Despite the share price decline, Credit Suisse views the transaction “as an important enabler for Bunge’s strategic efforts to expand its value-added capabilities in food and ingredients and smooth out the volatility of its business.”
|Robert Moskow, a research analyst with Credit Suisse.|
“Up to now, the Food Ingredients division always looked like a hodge-podge of assets in disparate regions producing disparate products (tortillas in Mexico, milled corn for Kellogg in the U.S., vegetable oil in Brazil, bottled oil in Ukraine, Walter Rau in Germany),” Robert Moskow, a research analyst with Credit Suisse, wrote in a Sept. 12 report. “Combining Bunge’s expertise in seed oils with Loders’ tropical oils puts the focus clearly on what Bunge does best (global vegetable oil) and creates a comprehensive portfolio with stickier, higher margin specialty products.”
Moskow said Bunge expects to achieve $45 million in cost synergies from leveraging its vertically integrated supply chain and sharing SG&A infrastructure. Bunge also expects $35 million of potential revenue synergies from the deal, primarily related to expanding Loders’ geographic reach to Latin America and South Asia.

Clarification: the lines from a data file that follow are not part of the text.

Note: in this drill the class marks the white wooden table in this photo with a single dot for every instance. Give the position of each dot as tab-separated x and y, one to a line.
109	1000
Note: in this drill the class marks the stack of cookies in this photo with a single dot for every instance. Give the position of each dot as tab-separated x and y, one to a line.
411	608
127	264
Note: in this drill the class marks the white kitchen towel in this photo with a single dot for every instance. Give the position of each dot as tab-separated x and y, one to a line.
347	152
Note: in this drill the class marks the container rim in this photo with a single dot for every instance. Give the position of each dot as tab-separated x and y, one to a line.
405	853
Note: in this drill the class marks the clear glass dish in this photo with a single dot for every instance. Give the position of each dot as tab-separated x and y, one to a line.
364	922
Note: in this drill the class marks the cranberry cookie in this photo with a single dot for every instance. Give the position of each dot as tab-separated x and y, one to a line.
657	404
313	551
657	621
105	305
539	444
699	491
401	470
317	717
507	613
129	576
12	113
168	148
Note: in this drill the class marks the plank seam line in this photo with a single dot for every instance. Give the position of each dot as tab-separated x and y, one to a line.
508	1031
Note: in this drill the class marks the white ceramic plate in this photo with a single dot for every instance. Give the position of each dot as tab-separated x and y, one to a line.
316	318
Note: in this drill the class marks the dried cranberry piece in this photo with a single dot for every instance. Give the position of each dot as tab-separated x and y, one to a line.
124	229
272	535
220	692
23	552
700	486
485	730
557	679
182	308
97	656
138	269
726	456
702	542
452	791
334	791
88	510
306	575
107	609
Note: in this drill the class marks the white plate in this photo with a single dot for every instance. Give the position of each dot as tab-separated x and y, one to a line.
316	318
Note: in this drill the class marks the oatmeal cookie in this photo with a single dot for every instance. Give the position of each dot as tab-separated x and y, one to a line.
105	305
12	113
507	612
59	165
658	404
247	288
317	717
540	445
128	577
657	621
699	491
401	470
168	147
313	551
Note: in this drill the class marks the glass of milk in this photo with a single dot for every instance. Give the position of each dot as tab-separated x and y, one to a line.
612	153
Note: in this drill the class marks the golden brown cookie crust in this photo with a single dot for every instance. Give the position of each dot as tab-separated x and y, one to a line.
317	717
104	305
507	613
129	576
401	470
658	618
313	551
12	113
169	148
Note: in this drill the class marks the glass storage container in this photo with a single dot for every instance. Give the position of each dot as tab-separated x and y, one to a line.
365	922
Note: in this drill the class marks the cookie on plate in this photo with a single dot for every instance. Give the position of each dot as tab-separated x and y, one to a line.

Credit Suisse has set a target price of $90 per share, and given Bunge an “outperform” rating. Moskow said several risk factors could lead Credit Suisse to change its price and rating, including if Bunge’s board refuses to engage or accept a takeover offer by Glencore, if farmer suppliers in Brazil remain reluctant to commercialize crops, or if over-supplied grain markets globally continue to pressure margins.